MESUT DEĞER: Çözüm sürecine düşüncesini ortaya koyarken bunu dünyada alkışlıyordu. Aynı şekilde Çözüm Sürecini hükümetin desteklenmesi önemlidir. Attığı adımlar doğrudur. Eleştirilerini de yapıyorlar.
Biz Türkiye’de yaşayan insanlar olarak gördüğümüz bu tablo karşısında eksikleri yanlışları gündeme getiriyoruz. Kobani,  olayını gündeme ben getirdim. Kobani olayları bu olaylar yaşanmadan yapılırken de, Ezidi’ler konusunu gündeme getirdiğimizde, Türkiye bu konuda olumlu adım atmadı. Dünya ülkeleri diyor ki;  Kobani için 40 ülke IŞİD’e karşı mücadele içinde koalisyon kuruldu mu, kuruldu. Bir uzlaşma mutabık kalınacak konular oldu mu? Oldu. Dünya liderleri bir araya geldiler mi? Geldiler. Bu konuda bir havuz oluşturuldu mu oluşturuldu. Bir masa oluşturuldu mu? Oluşturuldu. Bundan sonra ne yapılması gerekiyor? Adım atılması gerekiyor. Senin adım atman gerekiyor.  Sen, adım atmadığın zaman ABD’de IŞİD konusunda olduğu gibi, Suriye konusunda oluğu gibi Türkiye güvensizliği ve bu konuda çekimserliği veya eleştirileri bu gün gündeme getiriyor.

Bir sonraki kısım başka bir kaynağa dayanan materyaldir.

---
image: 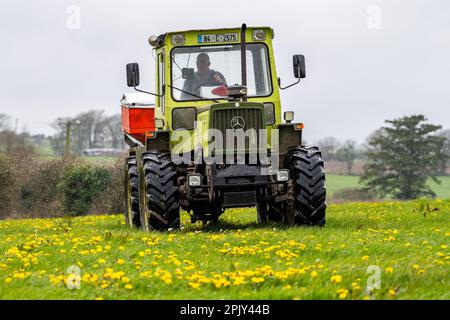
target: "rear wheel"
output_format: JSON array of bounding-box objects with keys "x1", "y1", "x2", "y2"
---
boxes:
[
  {"x1": 256, "y1": 189, "x2": 268, "y2": 224},
  {"x1": 286, "y1": 146, "x2": 326, "y2": 226},
  {"x1": 141, "y1": 151, "x2": 180, "y2": 230},
  {"x1": 124, "y1": 157, "x2": 141, "y2": 228}
]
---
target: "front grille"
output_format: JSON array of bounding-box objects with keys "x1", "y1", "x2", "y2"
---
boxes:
[
  {"x1": 211, "y1": 107, "x2": 263, "y2": 132},
  {"x1": 211, "y1": 107, "x2": 265, "y2": 153}
]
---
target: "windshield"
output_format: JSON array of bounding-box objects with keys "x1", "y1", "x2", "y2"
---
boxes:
[{"x1": 171, "y1": 43, "x2": 272, "y2": 101}]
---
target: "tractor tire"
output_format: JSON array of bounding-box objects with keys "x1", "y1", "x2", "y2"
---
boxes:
[
  {"x1": 256, "y1": 189, "x2": 268, "y2": 225},
  {"x1": 124, "y1": 157, "x2": 141, "y2": 228},
  {"x1": 141, "y1": 151, "x2": 180, "y2": 231},
  {"x1": 286, "y1": 146, "x2": 327, "y2": 226}
]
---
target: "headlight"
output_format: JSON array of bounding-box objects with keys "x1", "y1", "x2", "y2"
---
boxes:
[
  {"x1": 277, "y1": 169, "x2": 289, "y2": 182},
  {"x1": 172, "y1": 34, "x2": 184, "y2": 46},
  {"x1": 264, "y1": 103, "x2": 275, "y2": 125},
  {"x1": 284, "y1": 111, "x2": 294, "y2": 123},
  {"x1": 172, "y1": 107, "x2": 197, "y2": 130},
  {"x1": 155, "y1": 119, "x2": 164, "y2": 129},
  {"x1": 188, "y1": 173, "x2": 202, "y2": 187},
  {"x1": 253, "y1": 30, "x2": 266, "y2": 41}
]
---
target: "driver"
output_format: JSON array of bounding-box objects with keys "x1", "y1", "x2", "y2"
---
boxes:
[{"x1": 181, "y1": 52, "x2": 227, "y2": 100}]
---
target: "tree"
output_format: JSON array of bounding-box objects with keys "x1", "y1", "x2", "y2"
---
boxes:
[
  {"x1": 52, "y1": 110, "x2": 124, "y2": 155},
  {"x1": 439, "y1": 129, "x2": 450, "y2": 174},
  {"x1": 336, "y1": 140, "x2": 359, "y2": 174},
  {"x1": 361, "y1": 115, "x2": 448, "y2": 199},
  {"x1": 316, "y1": 137, "x2": 341, "y2": 161},
  {"x1": 0, "y1": 113, "x2": 10, "y2": 131}
]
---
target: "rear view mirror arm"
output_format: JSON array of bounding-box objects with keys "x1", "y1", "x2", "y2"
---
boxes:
[
  {"x1": 133, "y1": 87, "x2": 164, "y2": 97},
  {"x1": 278, "y1": 68, "x2": 300, "y2": 90}
]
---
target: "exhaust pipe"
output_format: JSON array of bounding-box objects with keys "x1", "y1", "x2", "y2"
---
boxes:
[{"x1": 241, "y1": 23, "x2": 247, "y2": 101}]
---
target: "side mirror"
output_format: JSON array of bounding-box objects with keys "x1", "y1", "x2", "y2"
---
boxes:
[
  {"x1": 181, "y1": 68, "x2": 194, "y2": 79},
  {"x1": 293, "y1": 54, "x2": 306, "y2": 79},
  {"x1": 127, "y1": 63, "x2": 139, "y2": 87}
]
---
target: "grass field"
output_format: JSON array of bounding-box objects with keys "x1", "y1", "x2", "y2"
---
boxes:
[
  {"x1": 326, "y1": 174, "x2": 450, "y2": 199},
  {"x1": 0, "y1": 200, "x2": 450, "y2": 299}
]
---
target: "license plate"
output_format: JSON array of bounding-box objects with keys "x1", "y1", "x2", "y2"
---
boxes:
[{"x1": 198, "y1": 33, "x2": 238, "y2": 43}]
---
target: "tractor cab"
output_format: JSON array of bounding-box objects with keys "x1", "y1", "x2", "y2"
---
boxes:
[{"x1": 122, "y1": 24, "x2": 325, "y2": 230}]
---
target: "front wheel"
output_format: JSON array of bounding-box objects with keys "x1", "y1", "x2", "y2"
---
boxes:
[
  {"x1": 286, "y1": 146, "x2": 327, "y2": 226},
  {"x1": 124, "y1": 157, "x2": 141, "y2": 228},
  {"x1": 141, "y1": 151, "x2": 180, "y2": 231}
]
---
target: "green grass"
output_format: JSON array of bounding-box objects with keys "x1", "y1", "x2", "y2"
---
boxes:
[
  {"x1": 0, "y1": 200, "x2": 450, "y2": 299},
  {"x1": 326, "y1": 174, "x2": 450, "y2": 199}
]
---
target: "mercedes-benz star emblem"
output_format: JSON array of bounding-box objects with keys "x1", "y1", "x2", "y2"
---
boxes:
[{"x1": 230, "y1": 116, "x2": 245, "y2": 130}]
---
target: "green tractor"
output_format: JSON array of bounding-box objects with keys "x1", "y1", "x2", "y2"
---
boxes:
[{"x1": 122, "y1": 24, "x2": 326, "y2": 230}]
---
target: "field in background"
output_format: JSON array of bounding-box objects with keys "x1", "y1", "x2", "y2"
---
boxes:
[
  {"x1": 0, "y1": 200, "x2": 450, "y2": 299},
  {"x1": 326, "y1": 173, "x2": 450, "y2": 199}
]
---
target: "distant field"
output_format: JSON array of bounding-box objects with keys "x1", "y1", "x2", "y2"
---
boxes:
[
  {"x1": 0, "y1": 200, "x2": 450, "y2": 299},
  {"x1": 326, "y1": 174, "x2": 450, "y2": 199}
]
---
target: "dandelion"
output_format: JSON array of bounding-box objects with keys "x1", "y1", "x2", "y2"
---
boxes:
[
  {"x1": 233, "y1": 277, "x2": 246, "y2": 286},
  {"x1": 337, "y1": 289, "x2": 348, "y2": 299},
  {"x1": 252, "y1": 277, "x2": 264, "y2": 283},
  {"x1": 188, "y1": 282, "x2": 200, "y2": 289},
  {"x1": 330, "y1": 275, "x2": 342, "y2": 283}
]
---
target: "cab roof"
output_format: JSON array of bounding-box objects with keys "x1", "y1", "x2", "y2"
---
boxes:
[{"x1": 156, "y1": 26, "x2": 274, "y2": 48}]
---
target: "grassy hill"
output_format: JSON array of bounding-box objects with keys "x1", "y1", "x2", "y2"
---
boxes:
[{"x1": 0, "y1": 200, "x2": 450, "y2": 299}]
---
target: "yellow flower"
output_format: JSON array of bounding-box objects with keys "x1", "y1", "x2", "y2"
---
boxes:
[
  {"x1": 252, "y1": 277, "x2": 264, "y2": 283},
  {"x1": 233, "y1": 277, "x2": 246, "y2": 286},
  {"x1": 330, "y1": 275, "x2": 342, "y2": 283},
  {"x1": 337, "y1": 289, "x2": 348, "y2": 299}
]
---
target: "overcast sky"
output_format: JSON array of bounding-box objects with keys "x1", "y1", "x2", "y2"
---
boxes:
[{"x1": 0, "y1": 0, "x2": 450, "y2": 142}]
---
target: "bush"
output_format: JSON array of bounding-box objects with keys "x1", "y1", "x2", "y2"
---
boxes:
[
  {"x1": 58, "y1": 164, "x2": 111, "y2": 215},
  {"x1": 332, "y1": 188, "x2": 377, "y2": 202},
  {"x1": 19, "y1": 159, "x2": 71, "y2": 216},
  {"x1": 0, "y1": 154, "x2": 14, "y2": 218},
  {"x1": 91, "y1": 158, "x2": 125, "y2": 214}
]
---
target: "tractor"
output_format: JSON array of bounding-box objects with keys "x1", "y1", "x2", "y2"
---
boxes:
[{"x1": 121, "y1": 24, "x2": 326, "y2": 231}]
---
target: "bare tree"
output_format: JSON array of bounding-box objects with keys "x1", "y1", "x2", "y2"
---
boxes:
[
  {"x1": 316, "y1": 137, "x2": 341, "y2": 161},
  {"x1": 0, "y1": 113, "x2": 11, "y2": 131}
]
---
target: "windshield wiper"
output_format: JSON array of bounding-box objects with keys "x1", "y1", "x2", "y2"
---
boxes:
[{"x1": 167, "y1": 84, "x2": 220, "y2": 103}]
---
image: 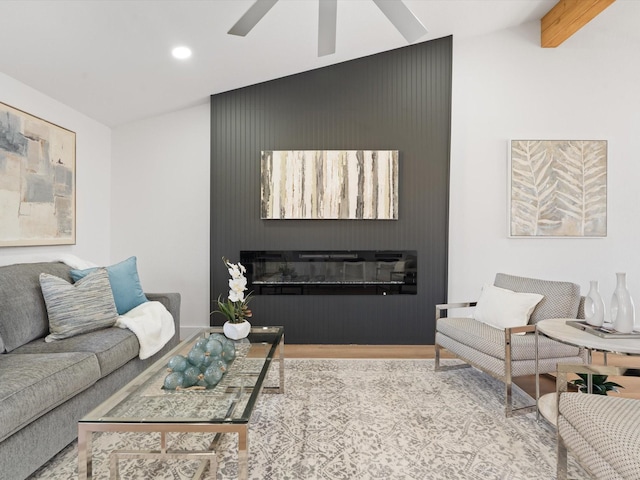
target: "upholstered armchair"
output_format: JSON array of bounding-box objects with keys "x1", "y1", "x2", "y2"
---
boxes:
[
  {"x1": 556, "y1": 364, "x2": 640, "y2": 480},
  {"x1": 435, "y1": 273, "x2": 585, "y2": 417}
]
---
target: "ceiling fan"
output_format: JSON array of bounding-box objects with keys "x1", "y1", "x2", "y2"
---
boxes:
[{"x1": 227, "y1": 0, "x2": 427, "y2": 57}]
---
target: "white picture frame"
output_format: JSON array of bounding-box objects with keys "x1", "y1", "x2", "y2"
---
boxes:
[{"x1": 508, "y1": 140, "x2": 608, "y2": 238}]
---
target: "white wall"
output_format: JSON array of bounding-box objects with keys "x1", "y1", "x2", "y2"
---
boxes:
[
  {"x1": 449, "y1": 22, "x2": 640, "y2": 322},
  {"x1": 111, "y1": 102, "x2": 210, "y2": 338},
  {"x1": 0, "y1": 73, "x2": 111, "y2": 264}
]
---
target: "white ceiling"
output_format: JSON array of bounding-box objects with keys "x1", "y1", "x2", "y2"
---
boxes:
[{"x1": 0, "y1": 0, "x2": 640, "y2": 127}]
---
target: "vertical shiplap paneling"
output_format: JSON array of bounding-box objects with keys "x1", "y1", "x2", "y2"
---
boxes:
[{"x1": 211, "y1": 37, "x2": 452, "y2": 344}]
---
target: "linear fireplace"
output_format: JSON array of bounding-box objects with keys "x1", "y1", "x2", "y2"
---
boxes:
[{"x1": 240, "y1": 250, "x2": 418, "y2": 295}]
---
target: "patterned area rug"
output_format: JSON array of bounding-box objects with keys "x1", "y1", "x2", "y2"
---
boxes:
[{"x1": 31, "y1": 359, "x2": 586, "y2": 480}]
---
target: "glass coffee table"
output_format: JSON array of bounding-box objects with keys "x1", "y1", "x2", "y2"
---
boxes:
[{"x1": 78, "y1": 327, "x2": 284, "y2": 480}]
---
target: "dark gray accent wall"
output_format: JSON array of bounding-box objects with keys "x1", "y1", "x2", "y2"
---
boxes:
[{"x1": 210, "y1": 37, "x2": 452, "y2": 344}]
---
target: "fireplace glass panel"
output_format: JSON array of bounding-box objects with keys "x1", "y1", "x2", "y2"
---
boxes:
[{"x1": 240, "y1": 250, "x2": 418, "y2": 295}]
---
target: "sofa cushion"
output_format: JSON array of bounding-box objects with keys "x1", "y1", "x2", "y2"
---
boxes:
[
  {"x1": 438, "y1": 317, "x2": 580, "y2": 360},
  {"x1": 70, "y1": 257, "x2": 147, "y2": 315},
  {"x1": 40, "y1": 268, "x2": 118, "y2": 342},
  {"x1": 0, "y1": 352, "x2": 100, "y2": 442},
  {"x1": 0, "y1": 262, "x2": 71, "y2": 352},
  {"x1": 473, "y1": 285, "x2": 543, "y2": 329},
  {"x1": 493, "y1": 273, "x2": 580, "y2": 325},
  {"x1": 13, "y1": 327, "x2": 140, "y2": 377}
]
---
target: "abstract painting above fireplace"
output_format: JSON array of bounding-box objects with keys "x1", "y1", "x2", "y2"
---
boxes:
[{"x1": 260, "y1": 150, "x2": 398, "y2": 220}]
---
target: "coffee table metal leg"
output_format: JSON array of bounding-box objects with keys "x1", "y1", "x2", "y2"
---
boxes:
[
  {"x1": 238, "y1": 426, "x2": 249, "y2": 480},
  {"x1": 278, "y1": 334, "x2": 284, "y2": 394},
  {"x1": 78, "y1": 425, "x2": 92, "y2": 480}
]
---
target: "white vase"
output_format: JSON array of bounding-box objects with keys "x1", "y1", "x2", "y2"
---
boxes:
[
  {"x1": 611, "y1": 273, "x2": 636, "y2": 333},
  {"x1": 584, "y1": 280, "x2": 604, "y2": 327},
  {"x1": 222, "y1": 320, "x2": 251, "y2": 340}
]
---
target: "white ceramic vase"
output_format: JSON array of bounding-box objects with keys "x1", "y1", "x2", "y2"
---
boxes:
[
  {"x1": 222, "y1": 320, "x2": 251, "y2": 340},
  {"x1": 611, "y1": 273, "x2": 636, "y2": 333},
  {"x1": 584, "y1": 280, "x2": 604, "y2": 327}
]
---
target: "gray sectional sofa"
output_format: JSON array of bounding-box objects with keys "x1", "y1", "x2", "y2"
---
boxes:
[{"x1": 0, "y1": 262, "x2": 180, "y2": 480}]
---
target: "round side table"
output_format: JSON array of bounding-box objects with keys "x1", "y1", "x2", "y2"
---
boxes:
[{"x1": 536, "y1": 318, "x2": 640, "y2": 425}]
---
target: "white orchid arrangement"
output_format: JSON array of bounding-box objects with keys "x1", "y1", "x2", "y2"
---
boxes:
[{"x1": 212, "y1": 257, "x2": 253, "y2": 323}]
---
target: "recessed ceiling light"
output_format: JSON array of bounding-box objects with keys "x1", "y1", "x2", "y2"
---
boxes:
[{"x1": 171, "y1": 47, "x2": 191, "y2": 60}]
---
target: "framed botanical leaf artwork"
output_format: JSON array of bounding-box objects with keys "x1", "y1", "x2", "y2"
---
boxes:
[
  {"x1": 509, "y1": 140, "x2": 607, "y2": 238},
  {"x1": 0, "y1": 103, "x2": 76, "y2": 246}
]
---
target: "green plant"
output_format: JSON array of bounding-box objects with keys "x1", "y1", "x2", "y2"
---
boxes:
[
  {"x1": 211, "y1": 257, "x2": 253, "y2": 323},
  {"x1": 570, "y1": 373, "x2": 624, "y2": 395}
]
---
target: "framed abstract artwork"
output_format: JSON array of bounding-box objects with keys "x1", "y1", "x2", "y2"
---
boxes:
[
  {"x1": 260, "y1": 150, "x2": 398, "y2": 220},
  {"x1": 0, "y1": 103, "x2": 76, "y2": 246},
  {"x1": 509, "y1": 140, "x2": 607, "y2": 238}
]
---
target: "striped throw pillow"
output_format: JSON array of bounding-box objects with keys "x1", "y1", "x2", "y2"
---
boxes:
[{"x1": 40, "y1": 268, "x2": 118, "y2": 342}]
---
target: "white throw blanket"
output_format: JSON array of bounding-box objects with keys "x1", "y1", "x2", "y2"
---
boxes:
[{"x1": 116, "y1": 302, "x2": 176, "y2": 360}]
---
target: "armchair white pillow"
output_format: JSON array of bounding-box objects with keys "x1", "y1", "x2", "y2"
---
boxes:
[{"x1": 473, "y1": 284, "x2": 544, "y2": 330}]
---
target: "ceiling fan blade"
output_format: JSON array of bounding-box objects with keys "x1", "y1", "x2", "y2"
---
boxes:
[
  {"x1": 373, "y1": 0, "x2": 427, "y2": 43},
  {"x1": 227, "y1": 0, "x2": 278, "y2": 37},
  {"x1": 318, "y1": 0, "x2": 338, "y2": 57}
]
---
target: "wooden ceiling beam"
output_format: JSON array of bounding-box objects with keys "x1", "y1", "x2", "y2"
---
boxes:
[{"x1": 540, "y1": 0, "x2": 616, "y2": 48}]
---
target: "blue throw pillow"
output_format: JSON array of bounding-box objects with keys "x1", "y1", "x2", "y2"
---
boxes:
[{"x1": 69, "y1": 257, "x2": 149, "y2": 315}]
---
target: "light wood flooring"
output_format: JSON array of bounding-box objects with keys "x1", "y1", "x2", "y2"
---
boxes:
[{"x1": 285, "y1": 344, "x2": 640, "y2": 399}]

Türkiye’nin bu konuda önemli görevler alması, karargâh cephe olmaması gerekir çünkü Türkiye’de de artık IŞİD in varlığı gözükmeye başladı. Yuvaları gözükmeye başladı.

Oradaki kavganın aynısı Türkiye’de de yaşatılmak istendi. Suriye’de Şii-Sünni veya Alevi Kürt, Türk Türkmen, Dürziler Hıristiyanlar çatışmasından ziyade böyle bir çatışmaya girmeden, hepsinin bir arada birlikte yaşayabilmesi acısından, Türkiye’de Kürtler 81 ile dağılmış bin ilçede vardır, her yerde yaşıyorlar, oradaki Kürtler belirli bölgede yaşıyor. Burada ne yapmamız lazım. Çözüm Sürecinde bu liderlik konumunda Türkiye’nin yapması gereken husus; her şeyi bu çerçevede değerlendirerek yapması gerekir.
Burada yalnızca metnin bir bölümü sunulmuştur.